Associative Arrays in REBOL - Hash!

Developers sometimes wonder the best way of doing associative arrays in REBOL. My answer is, use the HASH! datatype. It's not well documented, and it was somewhat buggy in earlier versions of REBOL, but that's been fixed in recent versions.

As a quick review for readers who are not programmers, an associative array (or sometimes called a map) lets you index into an array by using a value, rather than an integer index.

For instance, you might have a contact database as a block with 10000 names that have the general form:

db: [
    "Bob" [name "Bob Soe" street "...." city "..." phone "..."]
    "Sam" [name "Sam Doe" street "...." city "..." phone "..."]
    "Eli" [name "Eli Noe" street "...." city "..." phone "..."]
]

and you want to find the data for "Sam" quickly:

data: select db "sam"

This is not a tutorial, that's far beyond what I want to write in a blog, but suffice it to say, the key (the index value) can be any REBOL datatype, including file names, URLs, email addresses, etc.

If you're only going to search the above contact database a few times, you might as well leave it as a block. Why? Because to convert it into an association does have a price (the price is all the internal hashing that must be computed). This is an important fact to remember, and this factor is often ignored. So, if you are using the data in something like CGI for a single lookup, don't hash it.

However, if you are going to search the data many times, for performance you will want to convert it to a hash:

dbh: to-hash db

For those of you who are into DB ideas, you can also generate other hashes of the same records (other "keys"), perhaps you want fast lookup of phone numbers.
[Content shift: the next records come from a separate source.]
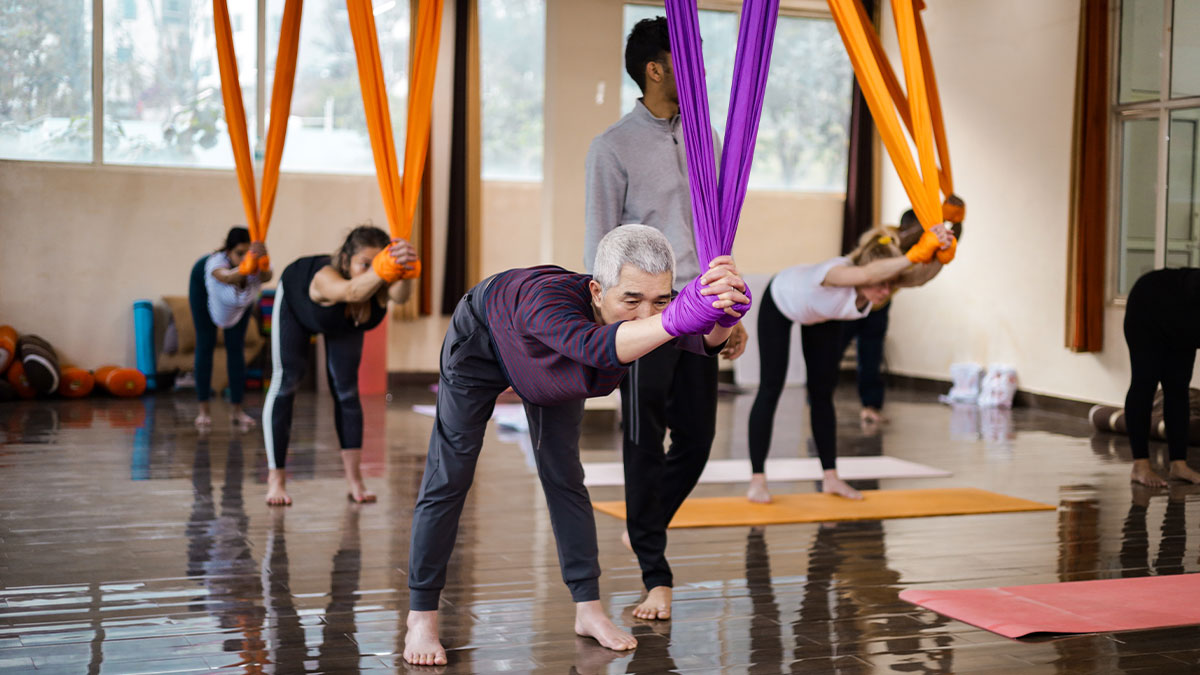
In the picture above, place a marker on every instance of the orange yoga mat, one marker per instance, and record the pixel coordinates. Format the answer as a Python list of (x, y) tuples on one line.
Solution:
[(1073, 607), (815, 507)]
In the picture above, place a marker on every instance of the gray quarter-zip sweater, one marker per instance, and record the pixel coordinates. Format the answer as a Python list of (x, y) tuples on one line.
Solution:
[(637, 173)]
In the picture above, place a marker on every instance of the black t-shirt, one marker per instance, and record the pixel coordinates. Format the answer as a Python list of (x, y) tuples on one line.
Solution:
[(297, 279)]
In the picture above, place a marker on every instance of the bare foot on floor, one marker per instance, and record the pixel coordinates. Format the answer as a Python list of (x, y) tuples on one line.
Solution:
[(759, 493), (276, 493), (657, 604), (1145, 475), (1181, 471), (591, 621), (243, 420), (421, 643), (873, 416), (591, 658), (834, 485)]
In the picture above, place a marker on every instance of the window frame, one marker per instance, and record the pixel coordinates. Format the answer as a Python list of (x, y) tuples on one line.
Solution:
[(1159, 109)]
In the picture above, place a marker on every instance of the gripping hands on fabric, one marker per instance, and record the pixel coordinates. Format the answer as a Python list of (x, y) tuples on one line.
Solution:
[(256, 260), (935, 242), (717, 297), (396, 262)]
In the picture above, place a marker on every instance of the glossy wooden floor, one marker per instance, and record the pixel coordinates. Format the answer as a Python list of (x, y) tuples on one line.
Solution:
[(132, 544)]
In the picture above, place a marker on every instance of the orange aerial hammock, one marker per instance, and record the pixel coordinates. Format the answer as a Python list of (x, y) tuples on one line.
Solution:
[(235, 118), (400, 190), (921, 111)]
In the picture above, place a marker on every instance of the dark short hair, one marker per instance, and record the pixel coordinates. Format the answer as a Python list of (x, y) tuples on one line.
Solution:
[(647, 42), (237, 236), (361, 237)]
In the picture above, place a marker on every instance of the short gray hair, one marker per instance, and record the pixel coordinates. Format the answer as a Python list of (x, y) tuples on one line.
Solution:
[(640, 245)]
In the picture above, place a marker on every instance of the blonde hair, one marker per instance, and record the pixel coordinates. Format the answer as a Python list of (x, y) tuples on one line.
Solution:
[(876, 244)]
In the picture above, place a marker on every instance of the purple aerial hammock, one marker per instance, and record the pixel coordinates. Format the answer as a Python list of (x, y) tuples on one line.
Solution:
[(717, 203)]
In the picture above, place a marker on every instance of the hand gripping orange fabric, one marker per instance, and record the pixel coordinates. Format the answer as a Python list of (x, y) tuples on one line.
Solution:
[(924, 249), (919, 111), (400, 191), (257, 220)]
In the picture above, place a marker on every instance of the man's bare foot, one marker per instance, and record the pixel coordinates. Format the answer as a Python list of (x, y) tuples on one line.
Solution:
[(1181, 471), (592, 659), (833, 485), (1145, 475), (276, 494), (759, 493), (421, 643), (591, 621), (241, 420), (352, 463), (655, 605), (625, 542)]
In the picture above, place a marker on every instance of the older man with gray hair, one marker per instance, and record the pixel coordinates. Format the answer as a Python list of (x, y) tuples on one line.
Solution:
[(557, 338)]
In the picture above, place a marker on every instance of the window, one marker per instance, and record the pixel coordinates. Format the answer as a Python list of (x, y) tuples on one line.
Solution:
[(46, 81), (1157, 114), (513, 85), (328, 126), (162, 83), (804, 132)]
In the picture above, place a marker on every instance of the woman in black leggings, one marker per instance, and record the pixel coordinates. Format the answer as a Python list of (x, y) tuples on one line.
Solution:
[(821, 298), (340, 297), (1162, 329)]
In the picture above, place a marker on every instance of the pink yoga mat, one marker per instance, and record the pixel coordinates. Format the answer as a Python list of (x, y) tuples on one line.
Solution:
[(1074, 607)]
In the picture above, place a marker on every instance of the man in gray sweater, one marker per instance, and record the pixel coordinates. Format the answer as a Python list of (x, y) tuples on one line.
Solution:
[(637, 173)]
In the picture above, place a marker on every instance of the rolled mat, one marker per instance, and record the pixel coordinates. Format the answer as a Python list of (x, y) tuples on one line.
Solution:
[(16, 377), (76, 383), (875, 505), (41, 364), (1073, 607), (120, 381), (7, 346)]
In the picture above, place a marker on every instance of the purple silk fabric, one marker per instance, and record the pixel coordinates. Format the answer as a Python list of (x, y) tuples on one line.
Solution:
[(717, 203)]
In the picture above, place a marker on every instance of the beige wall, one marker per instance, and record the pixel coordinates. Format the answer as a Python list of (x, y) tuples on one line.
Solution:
[(1007, 75)]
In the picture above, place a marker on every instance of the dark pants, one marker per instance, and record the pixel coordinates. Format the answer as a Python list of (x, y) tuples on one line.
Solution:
[(870, 330), (471, 378), (1156, 357), (676, 389), (822, 346), (289, 354), (207, 341)]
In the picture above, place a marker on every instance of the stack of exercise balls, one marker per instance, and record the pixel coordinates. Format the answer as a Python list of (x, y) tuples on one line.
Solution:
[(29, 369)]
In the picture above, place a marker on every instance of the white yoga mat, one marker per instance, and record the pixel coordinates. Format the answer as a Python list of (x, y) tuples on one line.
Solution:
[(605, 473)]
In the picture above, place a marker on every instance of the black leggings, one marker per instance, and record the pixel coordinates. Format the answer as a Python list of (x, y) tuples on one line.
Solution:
[(1155, 358), (822, 346), (289, 354), (207, 341)]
Just generate another DB block that contains the key values, or you can even use the same HASH with multiple keys, as long as they turn out to be uniquely mapped. Instead of using SELECT, you would use FIND to get their records.
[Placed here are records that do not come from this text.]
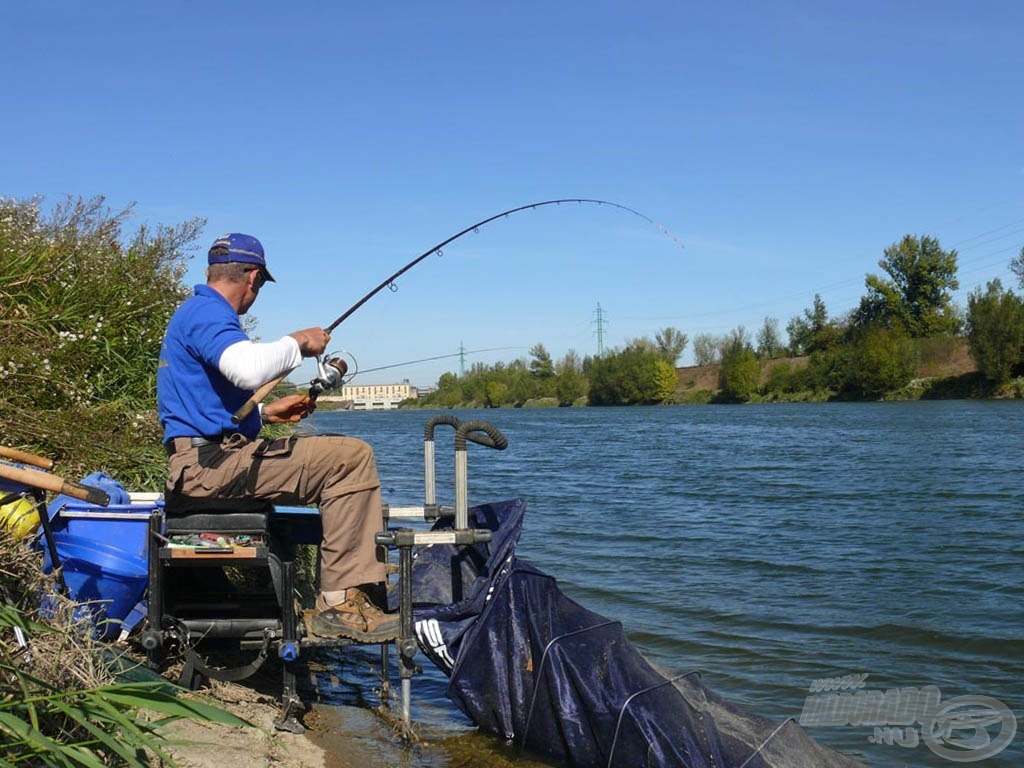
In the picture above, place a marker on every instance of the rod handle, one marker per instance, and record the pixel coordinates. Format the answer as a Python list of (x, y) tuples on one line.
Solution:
[(258, 396), (54, 483), (23, 458)]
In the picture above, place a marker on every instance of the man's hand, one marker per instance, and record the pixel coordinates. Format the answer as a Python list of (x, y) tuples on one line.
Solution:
[(312, 341), (288, 410)]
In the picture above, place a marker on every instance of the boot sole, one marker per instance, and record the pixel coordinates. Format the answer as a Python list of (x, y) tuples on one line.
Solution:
[(322, 629)]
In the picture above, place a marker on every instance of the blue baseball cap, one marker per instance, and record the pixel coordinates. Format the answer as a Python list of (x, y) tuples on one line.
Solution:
[(239, 247)]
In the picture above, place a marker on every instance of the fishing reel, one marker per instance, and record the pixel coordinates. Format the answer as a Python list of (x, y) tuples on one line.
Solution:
[(331, 373)]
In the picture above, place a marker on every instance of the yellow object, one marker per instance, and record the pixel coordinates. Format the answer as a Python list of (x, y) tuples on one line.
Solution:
[(19, 517)]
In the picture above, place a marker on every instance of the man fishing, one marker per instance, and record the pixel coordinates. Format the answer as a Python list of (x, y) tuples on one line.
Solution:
[(208, 371)]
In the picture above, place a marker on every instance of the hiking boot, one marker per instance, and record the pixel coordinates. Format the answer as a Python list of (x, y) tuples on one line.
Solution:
[(356, 617)]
What's the difference in performance? This example will show that. It generates a block that contains 10000 records with string keys like "user1", "user2", etc. and random record contents.

db: make block! 10000
new-record: func [n] [
    reduce [
        join "user" n reduce [
            random 100000 random "abcdefghijklmn" random 24:00
        ]
    ]
]
repeat n 10000 [append db new-record n]

No, let's say you want to access it 1000 times. We'll just use "user9999" because that's almost the worst case:

t1: now/precise
loop 1000 [select db "user9999"]
t2: now/precise
print difference t2 t1

But, if you convert it to a hash first:

hash: to-hash db
t1: now/precise
loop 1000 [select hash "user9999"]
t2: now/precise
print difference t2 t1

On my computer, the second method runs about 650 times faster than the first. So now you see the advantage.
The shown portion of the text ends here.